Unblocking The Blockchain
Singapore-based Bluzelle is demystifying blockchain by letting businesses do their own thing
PHOTO CREDIT: Courtesy Company
To the uninitiated, a conversation about bitcoin—the cryptocurrency created by Satoshi Nakamoto in 2009 that’s causing waves of disruption everywhere—can be a mind trip. Delve deeper into the blockchain algorithm and there’s a good chance you’ll come out of the chat mystified.
A May 2016 Deloitte report entitled “Out of the Blocks” reveals 43% of respondents are still at the learning stages of their blockchain journey, with 60% still looking at old fashioned uses like international money transfers. Enter Singapore-based fintech start-up Bluzelle.
“When we first started in Canada in 2014, we were practically focused on payment systems using the blockchain, but as we immersed ourselves more in the technology and the market, we realized that where it’s really needed is in the enterprise space of business. You see these big businesses want to start leveraging the blockchain, but nobody was really able to provide the software to help them bring that down,” says 39-year-old Bluzelle co-founder and CEO Pavel Bains.

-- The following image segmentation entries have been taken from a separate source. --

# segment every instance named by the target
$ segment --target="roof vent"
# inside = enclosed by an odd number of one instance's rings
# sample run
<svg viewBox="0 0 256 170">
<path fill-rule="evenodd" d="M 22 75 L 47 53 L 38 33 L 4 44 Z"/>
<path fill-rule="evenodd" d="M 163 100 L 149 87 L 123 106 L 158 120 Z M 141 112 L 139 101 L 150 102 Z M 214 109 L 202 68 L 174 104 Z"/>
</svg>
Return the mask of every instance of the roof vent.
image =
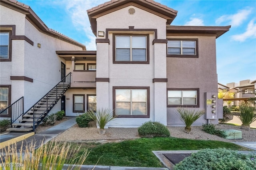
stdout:
<svg viewBox="0 0 256 170">
<path fill-rule="evenodd" d="M 135 13 L 135 10 L 134 10 L 134 8 L 130 8 L 128 10 L 128 13 L 130 15 L 133 15 Z"/>
</svg>

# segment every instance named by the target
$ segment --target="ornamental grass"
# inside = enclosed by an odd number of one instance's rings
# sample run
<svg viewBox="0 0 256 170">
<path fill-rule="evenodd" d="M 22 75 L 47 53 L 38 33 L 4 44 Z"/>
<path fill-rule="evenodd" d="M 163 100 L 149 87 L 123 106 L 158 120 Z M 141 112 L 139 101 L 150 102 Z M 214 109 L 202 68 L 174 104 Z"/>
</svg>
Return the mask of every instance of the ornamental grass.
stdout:
<svg viewBox="0 0 256 170">
<path fill-rule="evenodd" d="M 80 169 L 88 152 L 86 150 L 81 154 L 80 146 L 71 146 L 66 142 L 50 141 L 44 144 L 42 142 L 36 149 L 32 141 L 26 144 L 22 142 L 20 148 L 15 143 L 2 149 L 0 170 Z M 73 158 L 68 161 L 69 158 Z"/>
</svg>

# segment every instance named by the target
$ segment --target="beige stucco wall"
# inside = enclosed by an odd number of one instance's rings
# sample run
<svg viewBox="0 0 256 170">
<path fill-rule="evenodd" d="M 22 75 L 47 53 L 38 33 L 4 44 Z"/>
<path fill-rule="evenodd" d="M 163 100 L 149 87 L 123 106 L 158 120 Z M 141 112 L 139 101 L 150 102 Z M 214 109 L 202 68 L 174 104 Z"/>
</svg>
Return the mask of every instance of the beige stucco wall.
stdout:
<svg viewBox="0 0 256 170">
<path fill-rule="evenodd" d="M 167 36 L 168 38 L 177 38 Z M 215 37 L 179 36 L 180 38 L 198 38 L 198 58 L 167 58 L 167 88 L 199 88 L 200 108 L 204 109 L 205 92 L 218 93 Z M 176 108 L 167 108 L 167 125 L 183 126 L 176 114 Z M 207 120 L 204 116 L 194 125 L 201 125 Z M 218 119 L 212 120 L 218 123 Z"/>
<path fill-rule="evenodd" d="M 135 10 L 134 15 L 128 13 L 131 8 Z M 97 31 L 106 32 L 106 28 L 128 29 L 129 26 L 134 26 L 134 29 L 156 29 L 158 38 L 166 38 L 166 20 L 132 6 L 100 17 L 97 19 Z M 113 33 L 149 34 L 150 64 L 113 64 Z M 97 37 L 102 38 L 105 37 Z M 97 82 L 97 108 L 113 108 L 113 86 L 150 88 L 149 118 L 118 118 L 109 124 L 109 127 L 138 127 L 150 120 L 166 125 L 166 99 L 160 96 L 163 94 L 166 95 L 166 83 L 152 83 L 154 78 L 166 78 L 166 50 L 162 50 L 166 49 L 166 44 L 153 45 L 153 32 L 110 32 L 108 38 L 110 44 L 97 44 L 96 77 L 110 78 L 109 83 Z"/>
<path fill-rule="evenodd" d="M 1 84 L 12 85 L 12 103 L 24 97 L 26 110 L 60 81 L 61 62 L 65 63 L 66 61 L 56 51 L 82 49 L 40 32 L 25 15 L 0 7 L 1 25 L 15 25 L 16 36 L 25 36 L 34 42 L 32 45 L 24 40 L 12 40 L 12 61 L 0 62 Z M 10 76 L 26 76 L 33 79 L 33 82 L 10 80 Z"/>
</svg>

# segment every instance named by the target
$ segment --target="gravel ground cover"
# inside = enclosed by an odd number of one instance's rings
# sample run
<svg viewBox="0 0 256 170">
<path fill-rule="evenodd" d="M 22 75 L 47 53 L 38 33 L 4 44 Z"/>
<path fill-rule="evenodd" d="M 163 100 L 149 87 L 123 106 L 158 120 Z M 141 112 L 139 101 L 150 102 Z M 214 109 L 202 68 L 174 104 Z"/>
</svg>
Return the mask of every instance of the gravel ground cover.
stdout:
<svg viewBox="0 0 256 170">
<path fill-rule="evenodd" d="M 169 127 L 172 137 L 198 140 L 215 140 L 224 142 L 255 142 L 256 141 L 256 129 L 251 128 L 246 130 L 239 127 L 224 124 L 216 125 L 220 129 L 235 129 L 242 132 L 242 139 L 226 139 L 216 135 L 212 135 L 202 130 L 202 126 L 192 127 L 192 133 L 190 134 L 184 132 L 184 127 Z M 80 128 L 75 125 L 63 133 L 57 136 L 55 140 L 58 141 L 108 142 L 119 141 L 127 139 L 139 138 L 137 128 L 109 128 L 106 129 L 105 134 L 98 133 L 95 123 L 91 124 L 91 127 Z M 102 140 L 103 141 L 102 142 Z M 105 140 L 105 141 L 104 141 Z M 101 140 L 101 141 L 100 141 Z"/>
</svg>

Like what Oracle has done with applications and middleware for database management, Bains wants Bluzelle to do the same for blockchain technology. “The value-add we give is to make blockchain easy for our customers to use. We take all the backend plumbing, the hardware used to build the blockchain product, we run and maintain it, and build the technology platform that does everything for them. All our customers need to focus on, whether they’re an insurer, a bank, or any enterprise, is the application they need for their customers,” says Bains.
Bains’ eureka moment for blockchain was set off by the universal dilemma every husband inevitably faces: his wife’s shopping. “We were based in Vancouver then, and my wife had bought a sari for a thousand dollars,” he relates, surmising it probably cost the woman living in India around $10 to make the sari and sold it to an intermediary for a fraction of the price his wife had paid for the product.
“There’s a serious gap there,” states Bains. “I thought about how much more money that woman in India would make if she were to directly transact with my wife, who just wanted a good product. I believe blockchain technology can make that happen,” he says.
Bluzelle was thus born in Canada in July 2014.
A year and a half later in February 2016, Bains and co-founder and CTO Neeraj Murarka—a software engineer and computer systems architect who, like Bains, had worked in Silicon Valley—moved Bluzelle’s main headquarters to Singapore. “We saw that Asia is one of the best growth areas, and we felt it was the right time to go,” he says.
Towards the end of 2016, Bluzelle saw its first enterprise customers and is now going into its Series A round, though industry players caution against valuations for such a nascent technology. Chinese entrepreneur and investor Yin Cao, the founding partner and chief strategy officer of China-based VC Energy Blockchain Labs, says, “It’s very difficult to do valuations of blockchain companies at this point,” says Cao. For his part, he looks first at the team behind the start-up. “First, they should be reliable. Second, there’s genius behind it. And third, and this is a unique attribute I personally look for in entrepreneurs, is there should be purpose beyond money. Whether it’s for a better society or better climates, I find purpose essential because it’s what will drive entrepreneurs to be strong in the face of challenges,” he says.
Bains and his team appear to check all the boxes. A track-and-field athlete, he says running a start-up is quite like running an 800-850 meter track event. “A lot of pain,” he says. “There is no roadmap, there are no rules, so right now we have this culture where we’re trying on things and we’re not afraid to make mistakes. Nobody gets reprimanded for trying. If something breaks, it’s not the end of the world. We just learn from that, and see how we can move forward.”